Китаефобские аспекты упадка были и будут определяющими факторами в способности американцев противостоять постепенной, но фактической потере экономического превосходства. Другая сторона этой синофобии - набор фантазий, которые морализируют превосходство Запада/белых и рассматривают азиатское накопление как цивилизационную, а не только экономическую угрозу. Цивилизационные маркеры китайскости (конфуцианство или коммунизм) лишь частично маскируют расовую фобию, лежащую в основе публичной риторики о том, что Китай затмевает Америку. Безусловно, американофобии было предостаточно и в Великобритании с 1890-х годов до середины XX века. В ней прослеживались те же страхи утраченного величия и национального затмения. Но в ней также преобладал нарратив преемственности от одной либеральной англофонской сверхдержавы к другой. Англосаксонские "особые отношения" сгладили довольно резкий сдвиг в глобальном балансе сил.

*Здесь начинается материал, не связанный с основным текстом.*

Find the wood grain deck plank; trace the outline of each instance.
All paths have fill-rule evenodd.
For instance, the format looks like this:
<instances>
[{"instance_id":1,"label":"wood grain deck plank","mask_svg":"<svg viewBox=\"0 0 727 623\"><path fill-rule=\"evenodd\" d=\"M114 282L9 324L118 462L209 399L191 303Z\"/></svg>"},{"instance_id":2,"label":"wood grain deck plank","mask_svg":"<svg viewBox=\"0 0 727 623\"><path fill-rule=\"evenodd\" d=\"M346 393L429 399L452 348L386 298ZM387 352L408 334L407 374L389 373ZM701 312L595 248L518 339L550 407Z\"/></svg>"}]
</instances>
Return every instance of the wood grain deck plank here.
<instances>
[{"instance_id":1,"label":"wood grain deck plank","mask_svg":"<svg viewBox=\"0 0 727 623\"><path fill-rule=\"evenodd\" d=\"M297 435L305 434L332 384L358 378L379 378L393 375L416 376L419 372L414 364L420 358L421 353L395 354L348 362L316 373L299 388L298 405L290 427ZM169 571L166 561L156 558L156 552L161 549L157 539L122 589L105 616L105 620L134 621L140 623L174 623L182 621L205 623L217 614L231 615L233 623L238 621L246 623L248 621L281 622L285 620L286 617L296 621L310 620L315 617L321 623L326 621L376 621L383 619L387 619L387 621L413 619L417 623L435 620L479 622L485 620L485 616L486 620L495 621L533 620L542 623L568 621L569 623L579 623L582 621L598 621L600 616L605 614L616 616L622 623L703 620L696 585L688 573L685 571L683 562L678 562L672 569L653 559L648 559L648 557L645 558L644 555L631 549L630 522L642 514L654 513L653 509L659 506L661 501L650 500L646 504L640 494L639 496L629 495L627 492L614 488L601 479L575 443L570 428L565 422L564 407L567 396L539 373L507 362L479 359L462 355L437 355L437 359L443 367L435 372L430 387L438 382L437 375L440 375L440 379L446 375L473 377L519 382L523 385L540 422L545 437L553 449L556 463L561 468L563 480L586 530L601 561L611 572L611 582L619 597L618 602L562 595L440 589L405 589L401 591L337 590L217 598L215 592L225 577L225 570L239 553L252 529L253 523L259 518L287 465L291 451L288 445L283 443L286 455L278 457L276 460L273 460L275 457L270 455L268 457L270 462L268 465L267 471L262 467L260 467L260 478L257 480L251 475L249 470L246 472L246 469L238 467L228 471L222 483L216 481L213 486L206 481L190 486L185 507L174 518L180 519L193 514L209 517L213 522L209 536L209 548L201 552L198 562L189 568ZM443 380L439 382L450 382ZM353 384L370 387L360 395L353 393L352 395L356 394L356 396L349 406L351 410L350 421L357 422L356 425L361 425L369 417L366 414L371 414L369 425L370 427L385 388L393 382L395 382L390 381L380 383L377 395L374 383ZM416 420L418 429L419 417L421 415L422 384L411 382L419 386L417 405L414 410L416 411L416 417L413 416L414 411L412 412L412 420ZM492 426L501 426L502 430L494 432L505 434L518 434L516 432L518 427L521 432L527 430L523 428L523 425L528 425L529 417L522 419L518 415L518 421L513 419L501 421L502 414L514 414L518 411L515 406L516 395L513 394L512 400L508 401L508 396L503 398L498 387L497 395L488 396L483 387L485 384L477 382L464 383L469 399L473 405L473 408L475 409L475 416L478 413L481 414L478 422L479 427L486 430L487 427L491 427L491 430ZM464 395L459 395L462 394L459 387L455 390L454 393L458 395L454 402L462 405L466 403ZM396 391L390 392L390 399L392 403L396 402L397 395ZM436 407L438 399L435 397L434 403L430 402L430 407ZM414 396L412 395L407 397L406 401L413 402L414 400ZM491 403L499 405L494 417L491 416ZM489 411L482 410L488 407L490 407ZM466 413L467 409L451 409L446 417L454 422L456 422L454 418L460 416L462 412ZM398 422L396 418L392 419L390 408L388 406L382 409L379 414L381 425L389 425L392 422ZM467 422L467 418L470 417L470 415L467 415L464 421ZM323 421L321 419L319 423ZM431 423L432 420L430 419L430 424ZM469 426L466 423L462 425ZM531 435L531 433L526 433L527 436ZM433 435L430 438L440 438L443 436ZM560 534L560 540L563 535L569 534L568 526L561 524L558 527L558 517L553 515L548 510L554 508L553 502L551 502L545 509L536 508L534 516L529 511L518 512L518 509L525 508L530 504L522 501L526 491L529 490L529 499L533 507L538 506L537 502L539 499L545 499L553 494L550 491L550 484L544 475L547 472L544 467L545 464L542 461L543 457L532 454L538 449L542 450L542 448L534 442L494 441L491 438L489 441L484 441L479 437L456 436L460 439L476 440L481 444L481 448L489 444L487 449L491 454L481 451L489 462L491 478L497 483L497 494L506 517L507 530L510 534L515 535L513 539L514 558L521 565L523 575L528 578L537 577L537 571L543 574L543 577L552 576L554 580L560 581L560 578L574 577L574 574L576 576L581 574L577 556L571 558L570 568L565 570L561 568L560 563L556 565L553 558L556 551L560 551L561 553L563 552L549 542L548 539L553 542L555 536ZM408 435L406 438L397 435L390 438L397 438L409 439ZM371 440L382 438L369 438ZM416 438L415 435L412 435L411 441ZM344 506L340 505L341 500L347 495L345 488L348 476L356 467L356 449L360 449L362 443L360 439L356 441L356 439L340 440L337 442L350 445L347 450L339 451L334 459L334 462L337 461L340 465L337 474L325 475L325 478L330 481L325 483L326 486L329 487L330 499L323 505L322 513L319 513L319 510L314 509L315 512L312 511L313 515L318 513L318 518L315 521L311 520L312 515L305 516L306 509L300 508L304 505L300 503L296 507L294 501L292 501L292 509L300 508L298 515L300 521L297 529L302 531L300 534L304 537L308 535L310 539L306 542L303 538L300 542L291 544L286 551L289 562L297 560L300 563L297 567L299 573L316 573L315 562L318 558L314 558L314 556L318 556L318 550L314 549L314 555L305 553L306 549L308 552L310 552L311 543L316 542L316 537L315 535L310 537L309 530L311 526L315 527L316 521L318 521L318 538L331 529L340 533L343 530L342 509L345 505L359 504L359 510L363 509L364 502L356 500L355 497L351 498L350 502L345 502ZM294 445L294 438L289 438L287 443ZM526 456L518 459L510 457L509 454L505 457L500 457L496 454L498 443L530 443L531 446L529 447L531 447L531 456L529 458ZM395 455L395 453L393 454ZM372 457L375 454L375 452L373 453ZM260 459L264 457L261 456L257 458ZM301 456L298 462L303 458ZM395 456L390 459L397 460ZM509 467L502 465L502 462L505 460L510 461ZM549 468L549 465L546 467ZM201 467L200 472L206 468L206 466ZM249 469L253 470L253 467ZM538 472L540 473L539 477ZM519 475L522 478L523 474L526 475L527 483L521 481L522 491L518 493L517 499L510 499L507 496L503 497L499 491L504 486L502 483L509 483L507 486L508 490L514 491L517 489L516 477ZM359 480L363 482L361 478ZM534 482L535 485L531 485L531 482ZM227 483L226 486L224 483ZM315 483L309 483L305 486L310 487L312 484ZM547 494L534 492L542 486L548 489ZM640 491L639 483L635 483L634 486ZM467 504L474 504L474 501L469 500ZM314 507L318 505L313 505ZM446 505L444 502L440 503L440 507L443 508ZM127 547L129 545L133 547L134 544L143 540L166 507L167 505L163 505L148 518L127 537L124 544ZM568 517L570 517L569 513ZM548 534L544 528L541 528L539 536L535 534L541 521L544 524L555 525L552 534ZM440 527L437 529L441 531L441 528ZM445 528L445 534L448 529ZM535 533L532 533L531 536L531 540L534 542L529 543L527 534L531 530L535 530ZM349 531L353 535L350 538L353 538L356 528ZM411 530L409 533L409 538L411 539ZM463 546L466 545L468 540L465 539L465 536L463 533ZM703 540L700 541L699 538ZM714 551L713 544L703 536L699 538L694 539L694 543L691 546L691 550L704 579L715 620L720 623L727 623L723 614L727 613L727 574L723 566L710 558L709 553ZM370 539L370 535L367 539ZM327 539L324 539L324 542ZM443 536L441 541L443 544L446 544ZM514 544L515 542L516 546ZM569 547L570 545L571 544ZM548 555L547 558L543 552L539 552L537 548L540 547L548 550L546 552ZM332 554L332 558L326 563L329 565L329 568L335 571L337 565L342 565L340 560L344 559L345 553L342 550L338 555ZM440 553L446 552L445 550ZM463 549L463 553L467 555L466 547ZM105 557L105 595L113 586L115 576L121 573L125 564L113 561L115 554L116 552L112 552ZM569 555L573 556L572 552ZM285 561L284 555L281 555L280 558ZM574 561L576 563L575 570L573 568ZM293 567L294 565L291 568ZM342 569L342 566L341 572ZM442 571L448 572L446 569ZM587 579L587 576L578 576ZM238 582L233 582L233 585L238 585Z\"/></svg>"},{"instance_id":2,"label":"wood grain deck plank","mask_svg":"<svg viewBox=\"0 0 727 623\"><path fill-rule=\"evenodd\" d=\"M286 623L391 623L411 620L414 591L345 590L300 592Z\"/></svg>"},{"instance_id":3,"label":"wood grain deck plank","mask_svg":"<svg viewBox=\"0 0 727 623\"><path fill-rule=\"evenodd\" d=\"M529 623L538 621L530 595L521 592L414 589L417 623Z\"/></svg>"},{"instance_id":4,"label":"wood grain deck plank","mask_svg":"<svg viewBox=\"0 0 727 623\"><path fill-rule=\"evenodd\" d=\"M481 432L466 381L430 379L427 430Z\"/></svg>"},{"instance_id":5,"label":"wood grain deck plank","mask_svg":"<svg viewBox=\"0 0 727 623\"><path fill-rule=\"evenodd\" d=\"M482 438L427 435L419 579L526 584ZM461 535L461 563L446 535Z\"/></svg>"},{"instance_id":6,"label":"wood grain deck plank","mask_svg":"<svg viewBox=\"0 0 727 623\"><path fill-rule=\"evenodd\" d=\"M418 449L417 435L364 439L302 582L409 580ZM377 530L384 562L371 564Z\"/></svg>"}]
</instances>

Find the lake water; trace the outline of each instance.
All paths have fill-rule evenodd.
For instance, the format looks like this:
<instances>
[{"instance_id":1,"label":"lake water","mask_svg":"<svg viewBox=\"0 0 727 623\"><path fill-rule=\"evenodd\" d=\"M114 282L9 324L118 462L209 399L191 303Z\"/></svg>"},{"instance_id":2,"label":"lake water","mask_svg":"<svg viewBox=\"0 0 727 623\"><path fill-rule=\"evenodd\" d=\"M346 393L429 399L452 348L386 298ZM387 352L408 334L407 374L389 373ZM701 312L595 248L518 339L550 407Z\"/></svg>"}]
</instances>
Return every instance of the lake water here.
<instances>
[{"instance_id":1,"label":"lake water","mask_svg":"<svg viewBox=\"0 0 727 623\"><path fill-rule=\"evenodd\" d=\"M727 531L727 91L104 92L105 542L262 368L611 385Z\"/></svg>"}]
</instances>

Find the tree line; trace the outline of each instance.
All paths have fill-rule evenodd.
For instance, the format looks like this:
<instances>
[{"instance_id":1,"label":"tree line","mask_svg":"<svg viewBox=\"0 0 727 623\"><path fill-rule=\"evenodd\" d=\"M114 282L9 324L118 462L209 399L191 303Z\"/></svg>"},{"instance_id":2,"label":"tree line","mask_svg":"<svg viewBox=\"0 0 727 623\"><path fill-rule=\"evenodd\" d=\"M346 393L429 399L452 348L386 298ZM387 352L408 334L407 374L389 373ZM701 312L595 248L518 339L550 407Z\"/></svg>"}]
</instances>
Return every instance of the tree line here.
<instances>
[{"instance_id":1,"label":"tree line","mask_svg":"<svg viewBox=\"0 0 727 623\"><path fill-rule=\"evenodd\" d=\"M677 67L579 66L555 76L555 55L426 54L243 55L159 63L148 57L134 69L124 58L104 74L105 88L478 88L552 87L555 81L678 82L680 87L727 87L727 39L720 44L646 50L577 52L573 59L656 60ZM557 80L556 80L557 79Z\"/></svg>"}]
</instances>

Сейчас, когда власть переходит от Америки к Азии, подобные фантазии о преемственности эстафетной палочки не смягчат удар утраченного величия. Правда, между китайским и американским капитализмами существует необходимая кооперативная взаимозависимость. Но культурно организованного партнерства, подобного тому, что было создано между Великобританией и США в Бреттон-Вудсе, скорее всего, не будет. В культурном плане ситуация все еще остается беспрецедентной. Америка была братским преемником Великобритании; Китай - стратегический соперник Америки. Над будущим глобальной власти нависает фобический культурный нарратив, кристаллизующийся в понятии "постзападного" мира.

Культурные фантазии, связанные с западным успехом и западной преемственностью (Великобритания - США), породили литературный кладезь.

 

Традиционные истории великих держав повторяют эти тропы: англосаксонский дар свободы, английская склонность к либеральному управлению, американская способность к технологическим прорывам, англо-американские представления о честной игре, естественная любовь к свободным рынкам в англоязычном мире. Дело не в том, что эти идеи - этнонациональная чепуха, хотя в целом это так. Дело в том, что стратегическая мощь и экономический успех создают культурные нарративы, которые привязываются к морализованным концепциям национального или расового характера. Верхушечные державы верят в свободные народы и свободные рынки, когда они доминируют на игровых полях, которые они называют ровными. Это в равной степени относится и к элитным социальным фракциям: они склонны верить в нарратив превосходства характера, мастерства или усилий как в обоснование своей классовой власти. Эти нарративы сами по себе сильны и живучи. Они должны быть поняты с учетом их независимого исторического веса. Даже если история сделает эти нарративы и тропы англоязычной добродетели в конечном счете устаревшими, они переживут экономические формации, которые когда-то их поддерживали. Именно по этой причине культурные истории упадка должны выдвигаться наряду, а иногда и вопреки обычным, якобы объективным или количественным описаниям национального упадка.